I'm not sure why you include these quotes; the context of both articles make it absolutely clear that the author expresses no doubts about the veracity of the sightings.
Re: No news is bad news. You are operating on the assumption that the search team is going to use a journalistic approach to their findings. Clearly this is not the case. Proving their sighting to the general public is unlikely to be their first priority. Doing an extensive survey that will allow them to make firmer estimates of the number of birds present (including the possibility of that number being zero), and the ranges, habitat utilization, and behavior of any birds that might be present is their priority. There is nothing to be accomplished by early leaks or announcements before the end of the search season; and quite possibly there is data to be lost if this were done.
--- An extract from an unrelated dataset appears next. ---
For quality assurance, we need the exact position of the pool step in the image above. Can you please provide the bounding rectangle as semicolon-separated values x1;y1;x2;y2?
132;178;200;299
I'm not sure why you include these quotes; the context of both articles make it absolutely clear that the author expresses no doubts about the veracity of the sightings.
Joe Mosby may have no doubts. I'm sure the blogger included them mainly to show that this isn't some savage, remote, unexplored territory as has been pitched by the news, and to a lesser degree by Cornell.
I think Mr. Nicosia is right: If they get "the photo," they'll release it. The pressure is mounting, and if they can silence the skeptics, they'll jump at the chance. Other, less conclusive evidence, such as feeding sites, more brief glimpses, etc, they may well wait until spring before presenting.